Assuming the issue is number of threads, you can shut down all Subspace software and try iperf3 with -P NUM_STREAMS option. I believe by default it is 1, but you can try setting it to 10, 100, see if there it goes offline after some reasonable number.
For your reference, each Subspace instance (both node and farmer) are configured to up to 100 outgoing streams by default right now, but I don’t think it actually reaches that often.
Just did a test, with max (128) streams I can push almost 1Gbps, which is the limit of what that server can do.
Current state is that I have Space Acres + 1 Node/Farmer, and the network is still doing well. The person from the ISP said they had done something so who knows. Today I will slowly turn on more farmers. I switched my setup up a bit so I have 1 Node and I am connecting each Farmer to the single node.
Well it still isn’t fixed unfortunately. I’ll call them again today and see if I can talk to a tech or someone that can give me more information. It’s a busy week this week unfortunately but will see if I can carve out some time.
The VPN solution still works - and I’m setting up a VLAN anyways for just my crytpo servers and plan to put all my crypto on a VPN. My fiance is tolerating my network crashes but in the future would like to make sure only the crypto stuff is impacted.

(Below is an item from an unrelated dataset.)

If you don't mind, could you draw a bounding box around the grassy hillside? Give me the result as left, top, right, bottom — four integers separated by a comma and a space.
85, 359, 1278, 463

The VPN is the holy grail. Syncing is at 50+ bps and Piece Cache syncs in just a few minutes. Zero impact to my home network. VPN keeps up with at least 3 node/farmers.
ISP would not tell me the issue they apparently noticed the other day. ISP would also not admit that they did any sort of rate limiting or blocking of traffic. So who knows. The only solution for me was to set up a VPN.
I now have pfsense w/ OpenVPN client setup, connected to an EC2 instance running OpenVPN server. I have this set as a gateway on the pfsense and I set up an alias that routes specific IPs through the VPN. I wanted to do it by VLAN, which I will eventually, but some of the servers are on a switch that is not VLAN capable which is shared with regular devices I don’t want to route through the VPN. But working on a solution to that.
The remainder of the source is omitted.